But in 30 years of listening to public comment, I’ve heard enough times that people want to go places so that they can do things. So let’s measure how well we’re delivering that, and let’s ask ourselves if that’s more important that some of the things we measure now.
This post could have been much longer; in fact, I hope it will become a book. Meanwhile, here are some great resources:
- On the philosophical issues about freedom vs. prediction, and why it’s important to separate physical knowledge from social science knowledge, see my fun Journal of Public Transportation paper, “To Predict with Confidence, Plan for Freedom.” Seriously, it’s fun.
- The 2020 Transport Access Manual is the first comprehensive explanation of access and how it can be applied to various questions. It’s the work of a team led by professors David Levinson (University of Sydney) and David King (Arizona State University). Full disclosure: I had a role and wrote some snippets.
- The University of Minnesota’s Accessibility Observatory, founded by Levinson and now led by Andrew Owen, is one of the main research centers on the topic. For several years they’ve been publishing Access across America, which are essentially atlases showing where people can get to from various places by car, transit, etc.
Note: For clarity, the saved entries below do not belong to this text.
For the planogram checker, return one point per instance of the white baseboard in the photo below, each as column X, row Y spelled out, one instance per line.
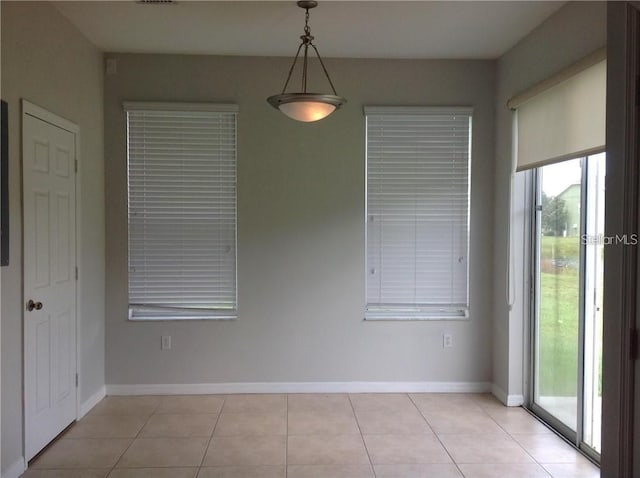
column 299, row 387
column 508, row 400
column 92, row 401
column 16, row 469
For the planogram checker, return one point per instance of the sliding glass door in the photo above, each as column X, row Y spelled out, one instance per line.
column 567, row 325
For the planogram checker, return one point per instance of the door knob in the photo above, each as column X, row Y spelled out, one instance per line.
column 31, row 305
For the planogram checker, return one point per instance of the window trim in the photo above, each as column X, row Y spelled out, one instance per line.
column 412, row 312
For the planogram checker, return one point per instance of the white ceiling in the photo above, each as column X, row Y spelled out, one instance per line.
column 352, row 29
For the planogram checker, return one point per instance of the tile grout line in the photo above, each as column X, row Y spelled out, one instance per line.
column 355, row 417
column 206, row 450
column 516, row 441
column 134, row 438
column 286, row 440
column 436, row 435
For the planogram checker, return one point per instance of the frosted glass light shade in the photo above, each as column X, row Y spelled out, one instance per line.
column 306, row 107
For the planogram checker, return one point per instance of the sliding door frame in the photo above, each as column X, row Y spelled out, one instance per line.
column 575, row 437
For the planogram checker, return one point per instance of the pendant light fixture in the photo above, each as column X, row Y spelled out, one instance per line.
column 306, row 106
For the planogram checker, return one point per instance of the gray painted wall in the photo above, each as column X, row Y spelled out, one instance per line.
column 47, row 61
column 300, row 230
column 573, row 32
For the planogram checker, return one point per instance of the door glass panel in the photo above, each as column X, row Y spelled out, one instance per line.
column 594, row 242
column 557, row 325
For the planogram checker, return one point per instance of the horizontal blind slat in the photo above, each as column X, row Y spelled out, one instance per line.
column 417, row 209
column 182, row 211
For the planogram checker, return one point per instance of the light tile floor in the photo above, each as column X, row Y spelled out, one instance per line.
column 309, row 436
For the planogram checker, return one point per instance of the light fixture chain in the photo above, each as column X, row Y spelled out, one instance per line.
column 293, row 65
column 304, row 68
column 307, row 30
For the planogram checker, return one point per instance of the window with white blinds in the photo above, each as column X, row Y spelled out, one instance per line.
column 182, row 210
column 417, row 216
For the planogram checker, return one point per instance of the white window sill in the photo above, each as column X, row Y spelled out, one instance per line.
column 413, row 314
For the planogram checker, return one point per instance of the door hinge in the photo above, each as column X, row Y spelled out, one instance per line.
column 633, row 344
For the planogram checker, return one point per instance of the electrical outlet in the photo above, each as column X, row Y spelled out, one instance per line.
column 166, row 342
column 447, row 341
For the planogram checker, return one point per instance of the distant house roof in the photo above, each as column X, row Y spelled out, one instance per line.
column 571, row 187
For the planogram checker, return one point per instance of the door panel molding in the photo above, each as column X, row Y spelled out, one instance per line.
column 63, row 166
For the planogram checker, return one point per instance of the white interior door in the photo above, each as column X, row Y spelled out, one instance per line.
column 49, row 280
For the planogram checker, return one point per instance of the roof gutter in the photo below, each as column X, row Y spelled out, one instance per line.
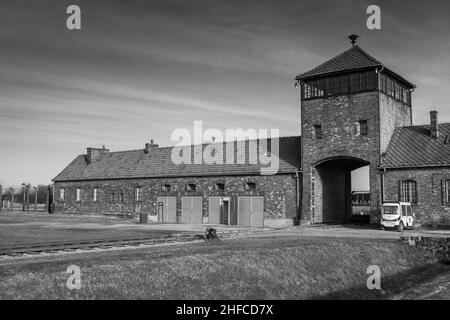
column 414, row 166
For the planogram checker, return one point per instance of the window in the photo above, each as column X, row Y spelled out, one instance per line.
column 250, row 186
column 447, row 191
column 317, row 131
column 395, row 89
column 95, row 194
column 409, row 191
column 363, row 130
column 191, row 187
column 138, row 195
column 383, row 83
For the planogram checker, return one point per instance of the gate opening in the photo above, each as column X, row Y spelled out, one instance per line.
column 333, row 189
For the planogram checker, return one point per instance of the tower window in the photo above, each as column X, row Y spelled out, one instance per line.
column 220, row 187
column 250, row 186
column 191, row 187
column 337, row 85
column 409, row 191
column 363, row 129
column 318, row 131
column 447, row 191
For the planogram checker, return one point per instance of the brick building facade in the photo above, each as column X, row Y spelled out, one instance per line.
column 355, row 112
column 104, row 182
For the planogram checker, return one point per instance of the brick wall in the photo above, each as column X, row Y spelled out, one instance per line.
column 393, row 114
column 338, row 117
column 279, row 192
column 431, row 207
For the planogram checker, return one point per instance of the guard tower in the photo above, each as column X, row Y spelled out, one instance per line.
column 350, row 106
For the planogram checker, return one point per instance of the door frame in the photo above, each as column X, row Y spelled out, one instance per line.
column 228, row 200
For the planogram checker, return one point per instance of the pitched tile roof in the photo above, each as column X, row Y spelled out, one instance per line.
column 351, row 59
column 414, row 147
column 158, row 163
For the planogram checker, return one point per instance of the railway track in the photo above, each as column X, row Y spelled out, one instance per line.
column 68, row 246
column 91, row 244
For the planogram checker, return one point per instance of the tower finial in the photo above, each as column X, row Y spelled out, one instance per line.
column 353, row 38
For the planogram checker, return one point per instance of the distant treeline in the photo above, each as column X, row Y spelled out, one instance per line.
column 19, row 193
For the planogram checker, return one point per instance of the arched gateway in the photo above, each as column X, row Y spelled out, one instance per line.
column 332, row 189
column 350, row 107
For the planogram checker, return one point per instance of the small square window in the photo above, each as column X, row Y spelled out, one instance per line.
column 317, row 131
column 191, row 187
column 95, row 194
column 363, row 129
column 138, row 195
column 250, row 186
column 447, row 191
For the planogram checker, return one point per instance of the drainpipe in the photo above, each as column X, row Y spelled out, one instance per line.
column 297, row 195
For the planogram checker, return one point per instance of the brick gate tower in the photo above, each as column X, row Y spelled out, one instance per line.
column 350, row 106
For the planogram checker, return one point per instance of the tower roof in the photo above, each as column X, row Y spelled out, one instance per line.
column 354, row 58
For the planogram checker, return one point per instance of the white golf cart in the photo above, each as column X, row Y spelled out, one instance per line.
column 397, row 215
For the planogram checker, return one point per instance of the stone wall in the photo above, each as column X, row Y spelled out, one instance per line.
column 431, row 207
column 279, row 193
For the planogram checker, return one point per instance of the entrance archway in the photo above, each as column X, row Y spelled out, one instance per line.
column 332, row 189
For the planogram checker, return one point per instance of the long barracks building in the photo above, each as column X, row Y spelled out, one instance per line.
column 355, row 112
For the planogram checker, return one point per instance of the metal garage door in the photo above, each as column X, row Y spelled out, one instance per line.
column 251, row 211
column 214, row 210
column 191, row 210
column 168, row 211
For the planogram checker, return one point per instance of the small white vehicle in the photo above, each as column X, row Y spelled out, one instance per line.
column 397, row 215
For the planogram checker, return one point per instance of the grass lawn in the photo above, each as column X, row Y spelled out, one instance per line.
column 281, row 267
column 25, row 228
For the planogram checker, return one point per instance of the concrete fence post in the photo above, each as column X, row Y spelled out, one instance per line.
column 35, row 199
column 12, row 199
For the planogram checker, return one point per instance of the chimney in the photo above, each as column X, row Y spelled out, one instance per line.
column 92, row 154
column 150, row 146
column 434, row 128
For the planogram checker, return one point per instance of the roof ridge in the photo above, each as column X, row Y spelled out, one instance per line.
column 203, row 144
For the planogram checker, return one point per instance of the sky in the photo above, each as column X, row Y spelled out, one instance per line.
column 138, row 70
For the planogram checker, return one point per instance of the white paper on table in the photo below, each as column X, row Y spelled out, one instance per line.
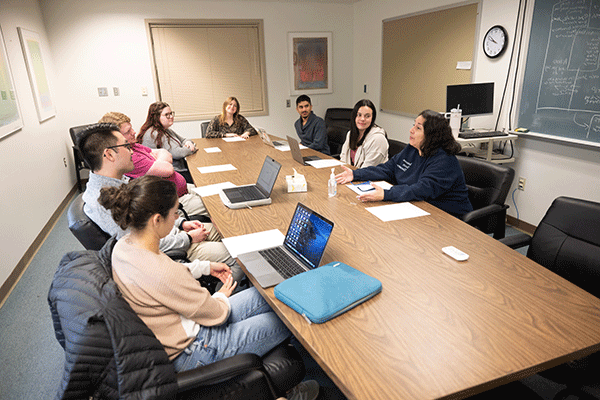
column 210, row 190
column 253, row 242
column 393, row 212
column 286, row 147
column 383, row 184
column 325, row 163
column 216, row 168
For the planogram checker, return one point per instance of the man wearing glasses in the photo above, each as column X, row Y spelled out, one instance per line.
column 109, row 156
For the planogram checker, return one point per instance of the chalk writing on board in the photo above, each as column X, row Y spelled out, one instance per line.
column 568, row 88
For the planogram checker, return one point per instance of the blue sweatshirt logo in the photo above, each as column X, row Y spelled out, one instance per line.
column 405, row 165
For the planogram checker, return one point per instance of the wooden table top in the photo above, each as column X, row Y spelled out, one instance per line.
column 440, row 328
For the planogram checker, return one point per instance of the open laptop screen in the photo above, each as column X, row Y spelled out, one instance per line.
column 308, row 235
column 268, row 175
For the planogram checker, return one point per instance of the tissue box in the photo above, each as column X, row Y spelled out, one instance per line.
column 296, row 184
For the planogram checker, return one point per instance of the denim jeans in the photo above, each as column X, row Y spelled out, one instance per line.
column 252, row 327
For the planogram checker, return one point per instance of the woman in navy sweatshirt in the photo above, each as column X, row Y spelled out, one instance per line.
column 426, row 170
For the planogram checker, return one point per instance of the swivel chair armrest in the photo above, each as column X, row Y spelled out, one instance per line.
column 517, row 241
column 218, row 371
column 483, row 212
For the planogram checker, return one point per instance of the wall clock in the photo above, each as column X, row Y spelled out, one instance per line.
column 495, row 41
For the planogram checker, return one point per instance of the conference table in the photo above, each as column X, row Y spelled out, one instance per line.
column 440, row 328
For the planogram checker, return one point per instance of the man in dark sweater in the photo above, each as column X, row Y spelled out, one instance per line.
column 310, row 129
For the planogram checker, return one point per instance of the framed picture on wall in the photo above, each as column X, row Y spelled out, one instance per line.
column 32, row 50
column 10, row 115
column 310, row 62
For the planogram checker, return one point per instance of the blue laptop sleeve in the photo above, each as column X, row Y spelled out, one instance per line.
column 328, row 291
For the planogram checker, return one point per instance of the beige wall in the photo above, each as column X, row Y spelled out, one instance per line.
column 552, row 169
column 85, row 48
column 34, row 179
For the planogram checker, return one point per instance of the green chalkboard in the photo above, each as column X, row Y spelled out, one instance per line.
column 561, row 86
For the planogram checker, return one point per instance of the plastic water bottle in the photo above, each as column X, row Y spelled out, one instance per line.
column 332, row 184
- A discussion with transport scholars Alex Karner and Willem Klumpenhouwer regarding the continued value of short-term prediction, summarized in this post of mine and this reply of Willem‘s.
- On what high-access public transit tends to look like, here’s a fairly evergreen 2013 post of mine, with downloadable handout, on how some of the big debates of transit planning line up with a goal of high access for a community.
I will update this post with further links.
 In the academic literature, what I’m calling access is usually called accessibility. Both of these words have contested meanings, because both have been used specifically to refer to the needs and rights of people with disabilities. I follow the recent Transport Access Manual in using access as the less confusing of these two words. Of course, we are talking here specifically about spatial access — the ability to do things that require going places — which is not the only kind. However, a lot of the ways that people are cut off from opportunity do turn out to be spatial. Transportation (i.e. access) is a major barrier to employment in the US, for example.
 This paper, for example, establishes a relationship between transit access and public transit’s mode share, one that is especially strong for lower income people.
 There are exceptions. Traffic congestion, for example, is a human behavior that affects the access calculation.